The candidate plans to create more jobs by providing tax incentives to small businesses that hire new workers. She would also reform the tax code to cut the time employers spend on tax forms.
moderated the press conference on Chang’s behalf, called her “the future of the Republican party.” He said the young Taiwanese immigrant reflected the changing face of the party as demographics shift in the Golden State and in particular, the east San Gabriel Valley, western San Bernardino County and northern Orange County communities.
“When you find somebody that does a good job, then you should promote them,” Huff explained. “Ling-Ling has done very well, which is why I chose her as my District’s Woman of the Year in 2006. We need people of her caliber in Sacramento.”
The biggest hurdle Chang faces is the blowback from her decision to also run for re-election to the Diamond Bar City Council this November. She and her supporters said opponents will use that against her during the campaign.
When asked why she’s running for both spots at the same time, she said: “My heart has always been in Diamond Bar. I hope to serve at a higher capacity for Diamond Bar.” Earlier, she said she would still have a year to serve in her second term on the City Council before joining the Assembly, should she win.
Though she did not mention her opponents, five other Republicans are rumored to be interested in the seat: Walnut Valley Unified School District Trustee Phillip Chen, who has a fundraiser scheduled for next month; Hagman’s chief of staff, Mike Spence of West Covina; Diamond Bar Councilman Steve Tye and Placentia City Council members Scott Nelson and Jeremy Yamaguchi. None of them have declared officially.

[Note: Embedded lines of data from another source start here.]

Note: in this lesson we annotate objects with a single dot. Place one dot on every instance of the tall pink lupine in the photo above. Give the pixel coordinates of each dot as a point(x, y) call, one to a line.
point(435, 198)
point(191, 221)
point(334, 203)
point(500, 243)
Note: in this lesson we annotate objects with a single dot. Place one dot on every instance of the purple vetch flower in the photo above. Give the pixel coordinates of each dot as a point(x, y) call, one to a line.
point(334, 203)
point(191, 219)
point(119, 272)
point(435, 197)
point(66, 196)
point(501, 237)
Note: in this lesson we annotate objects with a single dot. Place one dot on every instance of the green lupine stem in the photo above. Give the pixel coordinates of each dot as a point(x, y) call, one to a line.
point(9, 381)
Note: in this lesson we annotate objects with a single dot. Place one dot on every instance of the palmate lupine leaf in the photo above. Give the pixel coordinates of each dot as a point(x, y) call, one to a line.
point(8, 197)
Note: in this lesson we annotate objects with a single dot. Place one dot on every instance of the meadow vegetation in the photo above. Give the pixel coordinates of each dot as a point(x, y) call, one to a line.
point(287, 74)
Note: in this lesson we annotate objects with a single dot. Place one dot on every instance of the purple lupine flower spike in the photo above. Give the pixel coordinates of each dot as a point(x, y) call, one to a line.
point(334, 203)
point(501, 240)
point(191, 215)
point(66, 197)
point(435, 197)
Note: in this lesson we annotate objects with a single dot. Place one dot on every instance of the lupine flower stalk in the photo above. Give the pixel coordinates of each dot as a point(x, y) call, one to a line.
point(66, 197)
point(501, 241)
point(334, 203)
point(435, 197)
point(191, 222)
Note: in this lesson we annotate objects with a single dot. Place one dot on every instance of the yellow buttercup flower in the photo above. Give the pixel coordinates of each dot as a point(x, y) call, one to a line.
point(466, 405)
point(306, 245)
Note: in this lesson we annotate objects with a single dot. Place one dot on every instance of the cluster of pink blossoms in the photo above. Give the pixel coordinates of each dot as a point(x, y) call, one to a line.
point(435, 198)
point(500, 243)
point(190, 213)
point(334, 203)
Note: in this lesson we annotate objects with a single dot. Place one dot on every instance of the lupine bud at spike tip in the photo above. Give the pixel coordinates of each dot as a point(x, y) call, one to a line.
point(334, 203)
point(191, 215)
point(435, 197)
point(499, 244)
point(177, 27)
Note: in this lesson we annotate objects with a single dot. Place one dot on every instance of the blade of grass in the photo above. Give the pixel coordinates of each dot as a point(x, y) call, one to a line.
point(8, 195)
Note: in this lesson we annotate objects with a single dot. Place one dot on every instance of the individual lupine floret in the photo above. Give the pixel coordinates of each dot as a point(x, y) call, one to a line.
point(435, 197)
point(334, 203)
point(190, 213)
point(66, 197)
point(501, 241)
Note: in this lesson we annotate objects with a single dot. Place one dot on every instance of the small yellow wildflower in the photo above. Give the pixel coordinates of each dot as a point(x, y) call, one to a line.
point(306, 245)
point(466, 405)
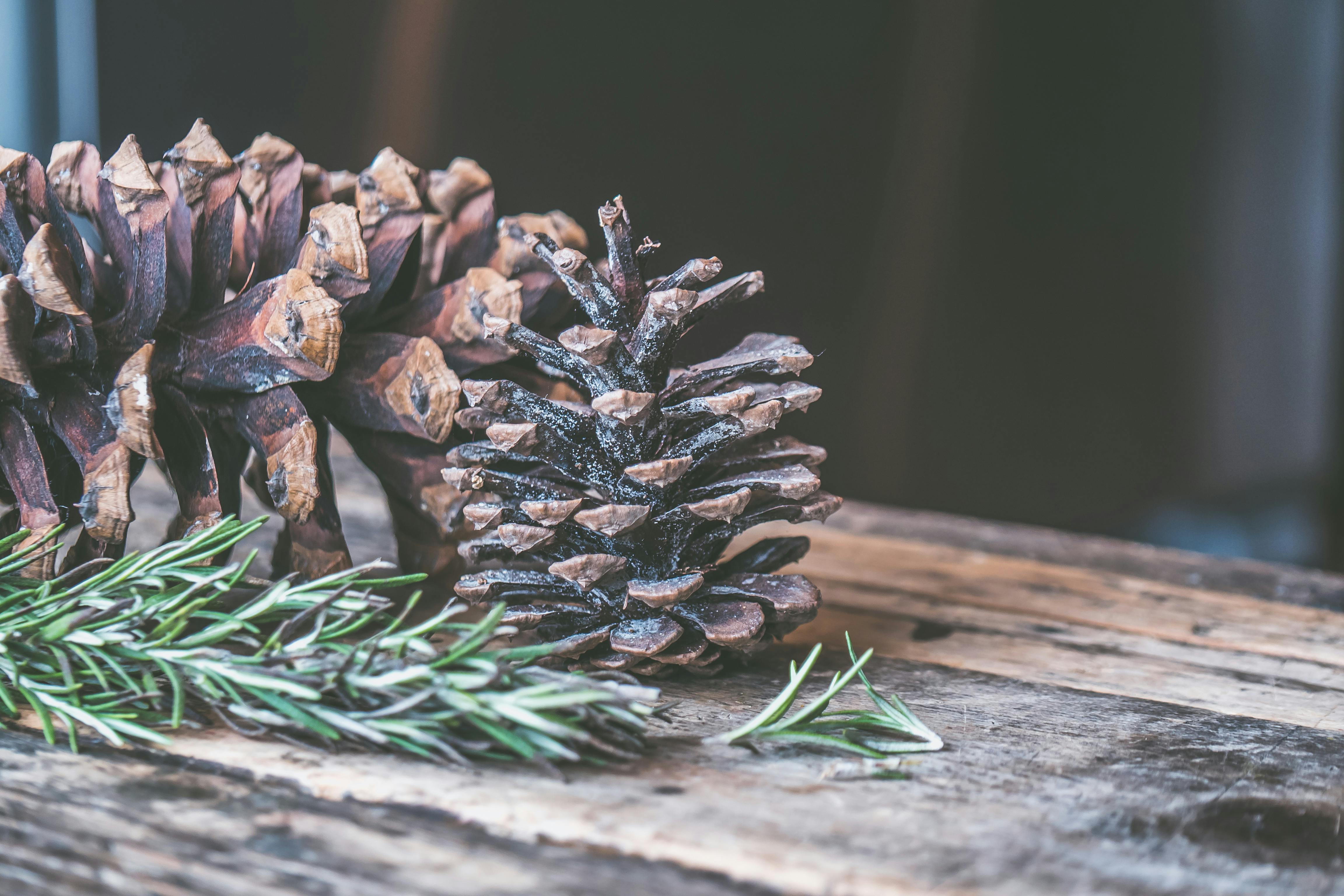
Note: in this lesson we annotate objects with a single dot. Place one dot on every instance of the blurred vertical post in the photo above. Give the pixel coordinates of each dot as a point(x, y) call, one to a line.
point(49, 66)
point(77, 70)
point(1268, 347)
point(913, 241)
point(27, 72)
point(405, 100)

Other challenges include money, said MeiMei Huff, who is leading fundraising for Chang’s campaign. Huff said the candidate will need $1 million, half for the June 3, 2014 primary and the other half for the general in November 2014. She said she’s talking to the Chinese community in Orange, Los Angeles and San Bernardino counties for campaign contributions. “The Chinese community, they don’t see county boundaries. It is based on relationships,” Huff said.
Chang was elected to the Diamond Bar City Council in 2009. During her time as mayor, from 2011-2012, the city opened a new city hall and library and she helped balance the city $21 million budget, while maintaining a $17 million reserve.